Escherichia coli O157 (E. coli O157) is a dangerous type of bacteria which can cause food poisoning. It can cause serious illness and could be fatal, especially for vulnerable people such as infants, young children and elderly people. Only a small number of bacteria is needed to cause illness. Bacteria such as E. coli O157 are invisible to the naked eye, so they can easily be spread to food without you realising. These bacteria could make your customers seriously ill. and can even kill. Food businesses must practise good food hygiene at all times to make sure the food they produce is safe.
The E.coli O157 Guidance (external link) was developed following two serious outbreaks of E. coli O157 in Scotland in 1996 (4496 cases with 21 deaths) and in Wales in 2005 (157 cases with one death). These outbreaks were due to cross contamination arising from the poor handling of food. The Food Standards Agency (FSA) issued new guidance for caterers which was updated in December 2021. Although E. coli is the key focus of this guidance, the measures outlined will also help in the control of other harmful bacteria.
The E. coli O157 bacteria has been found in raw meat, unpasteurised milk, vegetables, sprouted seeds and salad vegetables.

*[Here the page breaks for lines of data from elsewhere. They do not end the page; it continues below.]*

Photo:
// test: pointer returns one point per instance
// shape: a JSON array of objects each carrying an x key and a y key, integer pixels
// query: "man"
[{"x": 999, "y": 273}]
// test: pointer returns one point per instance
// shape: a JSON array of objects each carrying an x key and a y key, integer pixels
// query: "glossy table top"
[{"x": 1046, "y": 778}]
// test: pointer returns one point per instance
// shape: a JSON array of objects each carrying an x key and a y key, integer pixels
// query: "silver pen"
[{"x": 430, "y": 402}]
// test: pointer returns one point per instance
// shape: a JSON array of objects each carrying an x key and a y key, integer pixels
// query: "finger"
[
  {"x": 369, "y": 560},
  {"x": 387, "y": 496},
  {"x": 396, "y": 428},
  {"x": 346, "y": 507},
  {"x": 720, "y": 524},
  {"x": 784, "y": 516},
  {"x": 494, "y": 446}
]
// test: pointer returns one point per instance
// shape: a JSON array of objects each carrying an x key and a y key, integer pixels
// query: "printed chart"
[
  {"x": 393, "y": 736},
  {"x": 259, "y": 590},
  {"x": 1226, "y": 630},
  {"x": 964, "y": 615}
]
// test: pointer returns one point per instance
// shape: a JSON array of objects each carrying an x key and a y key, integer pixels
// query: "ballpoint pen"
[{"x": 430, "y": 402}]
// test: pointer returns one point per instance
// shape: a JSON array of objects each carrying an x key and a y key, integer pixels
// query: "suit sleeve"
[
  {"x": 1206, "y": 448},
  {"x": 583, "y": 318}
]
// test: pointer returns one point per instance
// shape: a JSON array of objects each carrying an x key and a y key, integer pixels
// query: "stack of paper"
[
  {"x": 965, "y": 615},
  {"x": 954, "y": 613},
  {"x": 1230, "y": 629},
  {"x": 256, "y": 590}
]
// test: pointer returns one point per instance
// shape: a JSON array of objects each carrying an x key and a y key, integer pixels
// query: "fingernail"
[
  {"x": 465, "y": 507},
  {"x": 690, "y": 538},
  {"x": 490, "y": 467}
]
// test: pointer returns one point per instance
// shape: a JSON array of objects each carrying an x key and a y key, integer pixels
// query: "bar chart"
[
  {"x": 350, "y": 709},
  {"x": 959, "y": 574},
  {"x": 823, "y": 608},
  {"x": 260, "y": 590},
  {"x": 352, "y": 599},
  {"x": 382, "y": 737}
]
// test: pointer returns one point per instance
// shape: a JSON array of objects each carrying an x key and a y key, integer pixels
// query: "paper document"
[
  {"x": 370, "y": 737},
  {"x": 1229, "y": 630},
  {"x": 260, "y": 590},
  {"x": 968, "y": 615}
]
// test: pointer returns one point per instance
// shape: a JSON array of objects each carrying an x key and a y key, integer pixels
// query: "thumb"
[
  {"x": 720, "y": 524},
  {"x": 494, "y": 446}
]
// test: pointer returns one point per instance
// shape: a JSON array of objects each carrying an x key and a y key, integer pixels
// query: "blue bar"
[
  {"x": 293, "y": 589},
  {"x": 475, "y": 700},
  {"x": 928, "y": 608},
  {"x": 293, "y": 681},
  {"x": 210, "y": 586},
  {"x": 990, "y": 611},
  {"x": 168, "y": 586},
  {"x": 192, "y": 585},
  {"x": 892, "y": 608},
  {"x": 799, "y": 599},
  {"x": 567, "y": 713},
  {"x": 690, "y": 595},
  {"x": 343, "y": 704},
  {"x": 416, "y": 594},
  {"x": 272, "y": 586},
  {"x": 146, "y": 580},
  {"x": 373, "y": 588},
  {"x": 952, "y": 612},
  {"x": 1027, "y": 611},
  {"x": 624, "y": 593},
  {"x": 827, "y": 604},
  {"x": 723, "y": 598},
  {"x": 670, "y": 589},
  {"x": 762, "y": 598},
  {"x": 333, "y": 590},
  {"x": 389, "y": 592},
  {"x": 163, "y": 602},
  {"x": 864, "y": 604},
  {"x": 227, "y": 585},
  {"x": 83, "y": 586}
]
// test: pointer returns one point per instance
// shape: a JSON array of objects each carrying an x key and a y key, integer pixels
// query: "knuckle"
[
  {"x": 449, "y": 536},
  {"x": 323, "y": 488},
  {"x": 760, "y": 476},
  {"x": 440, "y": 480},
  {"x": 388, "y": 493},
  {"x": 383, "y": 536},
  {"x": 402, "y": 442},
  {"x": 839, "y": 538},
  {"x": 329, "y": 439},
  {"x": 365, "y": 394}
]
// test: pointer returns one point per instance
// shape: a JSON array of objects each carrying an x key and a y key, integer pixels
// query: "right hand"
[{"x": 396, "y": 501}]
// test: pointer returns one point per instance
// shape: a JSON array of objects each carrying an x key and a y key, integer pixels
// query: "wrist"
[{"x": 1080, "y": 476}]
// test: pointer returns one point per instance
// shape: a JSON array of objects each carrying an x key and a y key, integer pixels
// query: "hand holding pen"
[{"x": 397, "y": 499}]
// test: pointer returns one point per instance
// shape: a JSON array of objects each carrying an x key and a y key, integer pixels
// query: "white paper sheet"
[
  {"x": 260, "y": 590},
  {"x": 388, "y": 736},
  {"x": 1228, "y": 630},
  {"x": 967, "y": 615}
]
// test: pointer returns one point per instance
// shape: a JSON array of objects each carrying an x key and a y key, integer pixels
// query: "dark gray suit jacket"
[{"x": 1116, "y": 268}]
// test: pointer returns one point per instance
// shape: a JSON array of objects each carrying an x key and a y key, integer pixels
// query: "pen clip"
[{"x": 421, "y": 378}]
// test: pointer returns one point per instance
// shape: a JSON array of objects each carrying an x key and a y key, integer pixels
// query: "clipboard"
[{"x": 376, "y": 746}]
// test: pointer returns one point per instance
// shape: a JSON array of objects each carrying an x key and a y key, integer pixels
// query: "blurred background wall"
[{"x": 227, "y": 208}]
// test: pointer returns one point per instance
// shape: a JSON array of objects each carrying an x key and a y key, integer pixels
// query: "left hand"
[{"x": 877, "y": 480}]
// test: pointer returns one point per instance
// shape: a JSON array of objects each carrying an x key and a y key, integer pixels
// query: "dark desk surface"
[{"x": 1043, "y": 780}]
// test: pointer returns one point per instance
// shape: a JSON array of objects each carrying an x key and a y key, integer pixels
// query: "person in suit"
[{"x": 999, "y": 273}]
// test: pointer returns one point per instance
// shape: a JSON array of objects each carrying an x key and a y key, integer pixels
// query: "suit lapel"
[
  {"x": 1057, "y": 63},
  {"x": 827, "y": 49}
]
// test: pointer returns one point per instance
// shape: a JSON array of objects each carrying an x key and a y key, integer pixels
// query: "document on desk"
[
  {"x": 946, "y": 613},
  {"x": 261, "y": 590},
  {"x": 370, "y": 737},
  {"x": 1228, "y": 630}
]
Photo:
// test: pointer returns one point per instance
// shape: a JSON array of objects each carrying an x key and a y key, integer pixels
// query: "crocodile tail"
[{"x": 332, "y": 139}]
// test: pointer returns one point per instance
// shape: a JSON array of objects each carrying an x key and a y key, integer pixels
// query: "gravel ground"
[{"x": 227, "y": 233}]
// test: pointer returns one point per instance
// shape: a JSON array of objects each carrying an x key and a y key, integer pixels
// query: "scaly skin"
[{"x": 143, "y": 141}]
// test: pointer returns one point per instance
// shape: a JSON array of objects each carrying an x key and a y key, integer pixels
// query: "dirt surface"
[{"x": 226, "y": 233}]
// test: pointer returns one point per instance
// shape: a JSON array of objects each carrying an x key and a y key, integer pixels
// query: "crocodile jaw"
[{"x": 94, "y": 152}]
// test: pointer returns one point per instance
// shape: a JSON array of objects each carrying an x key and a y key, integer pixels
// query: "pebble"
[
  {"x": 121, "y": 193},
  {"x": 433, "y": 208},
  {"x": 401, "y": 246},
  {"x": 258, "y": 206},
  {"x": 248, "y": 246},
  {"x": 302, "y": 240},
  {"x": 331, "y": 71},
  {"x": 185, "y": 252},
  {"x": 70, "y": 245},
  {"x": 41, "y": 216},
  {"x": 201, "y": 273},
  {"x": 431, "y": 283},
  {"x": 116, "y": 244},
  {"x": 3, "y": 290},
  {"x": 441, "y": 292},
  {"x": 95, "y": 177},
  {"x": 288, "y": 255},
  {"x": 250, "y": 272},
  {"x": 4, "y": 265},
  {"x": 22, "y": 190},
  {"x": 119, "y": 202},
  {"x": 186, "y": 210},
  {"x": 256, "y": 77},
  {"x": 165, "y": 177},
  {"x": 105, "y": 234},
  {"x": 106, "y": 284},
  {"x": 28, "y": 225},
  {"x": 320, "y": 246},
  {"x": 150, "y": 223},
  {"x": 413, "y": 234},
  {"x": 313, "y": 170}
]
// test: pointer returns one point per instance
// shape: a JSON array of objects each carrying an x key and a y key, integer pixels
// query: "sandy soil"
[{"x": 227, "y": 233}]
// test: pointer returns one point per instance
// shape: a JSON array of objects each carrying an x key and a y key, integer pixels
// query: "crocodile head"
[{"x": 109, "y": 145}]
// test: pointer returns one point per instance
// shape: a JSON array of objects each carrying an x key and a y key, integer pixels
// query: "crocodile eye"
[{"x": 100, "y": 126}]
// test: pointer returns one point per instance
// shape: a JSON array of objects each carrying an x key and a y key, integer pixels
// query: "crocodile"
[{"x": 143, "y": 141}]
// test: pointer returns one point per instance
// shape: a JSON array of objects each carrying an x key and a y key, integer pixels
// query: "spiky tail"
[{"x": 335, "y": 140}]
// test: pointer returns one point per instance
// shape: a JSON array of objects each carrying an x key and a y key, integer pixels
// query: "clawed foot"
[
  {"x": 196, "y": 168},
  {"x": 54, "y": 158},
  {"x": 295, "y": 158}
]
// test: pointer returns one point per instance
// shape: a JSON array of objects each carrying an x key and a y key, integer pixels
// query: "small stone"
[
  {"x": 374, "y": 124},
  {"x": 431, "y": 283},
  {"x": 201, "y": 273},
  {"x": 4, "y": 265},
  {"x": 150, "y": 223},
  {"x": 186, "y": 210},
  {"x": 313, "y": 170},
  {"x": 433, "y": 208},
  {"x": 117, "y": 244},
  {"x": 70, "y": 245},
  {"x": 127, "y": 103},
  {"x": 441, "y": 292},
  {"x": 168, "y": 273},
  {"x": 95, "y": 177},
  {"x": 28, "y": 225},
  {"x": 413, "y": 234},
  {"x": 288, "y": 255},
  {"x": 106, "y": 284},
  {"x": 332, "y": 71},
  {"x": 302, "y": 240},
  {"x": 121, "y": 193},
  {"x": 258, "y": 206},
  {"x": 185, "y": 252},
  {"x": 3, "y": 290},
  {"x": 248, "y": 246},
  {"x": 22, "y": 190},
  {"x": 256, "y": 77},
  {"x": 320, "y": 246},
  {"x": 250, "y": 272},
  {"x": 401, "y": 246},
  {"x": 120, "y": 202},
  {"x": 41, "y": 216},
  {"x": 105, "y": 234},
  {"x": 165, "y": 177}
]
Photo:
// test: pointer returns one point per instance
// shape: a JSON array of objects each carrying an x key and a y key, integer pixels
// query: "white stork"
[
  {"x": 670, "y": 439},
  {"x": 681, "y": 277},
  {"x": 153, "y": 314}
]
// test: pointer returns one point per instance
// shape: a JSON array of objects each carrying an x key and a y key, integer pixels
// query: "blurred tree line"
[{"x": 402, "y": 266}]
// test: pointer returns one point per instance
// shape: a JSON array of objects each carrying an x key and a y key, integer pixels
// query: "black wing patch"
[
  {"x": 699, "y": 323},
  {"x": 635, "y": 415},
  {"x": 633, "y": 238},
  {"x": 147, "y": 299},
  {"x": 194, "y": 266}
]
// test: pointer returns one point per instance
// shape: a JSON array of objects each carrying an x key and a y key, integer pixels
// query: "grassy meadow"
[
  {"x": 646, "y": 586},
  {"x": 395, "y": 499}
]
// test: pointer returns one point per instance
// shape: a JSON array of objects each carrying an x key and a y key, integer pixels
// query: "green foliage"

If your business handles raw food, in the same establishment as ready-to-eat food, there will be a greater risk. Cooking foods to above 75ºc kills the bacteria, but some of the foods listed are often eaten without being cooked. Foods can easily be contaminated with bacteria after cooking through cross contamination if food handling and preparation practices are poor. Raw food, such as meat, fruit, herbs and vegetables should be handled as if they are contaminated by E. coli O157.
The key control measures involve:
- separation of equipment and staff involved in handling raw food from staff that handle ready-to-eat food
- effective cleaning and disinfection
- personal hygiene and handwashing
If there has been a risk of contamination, all work must stop until the surfaces and equipment in the area have been sufficiently cleaned and disinfected or replaced. Any potential contaminated food should not be supplied for consumption. If it is suspected that contaminated food has gone to consumers, appropriate action must be taken.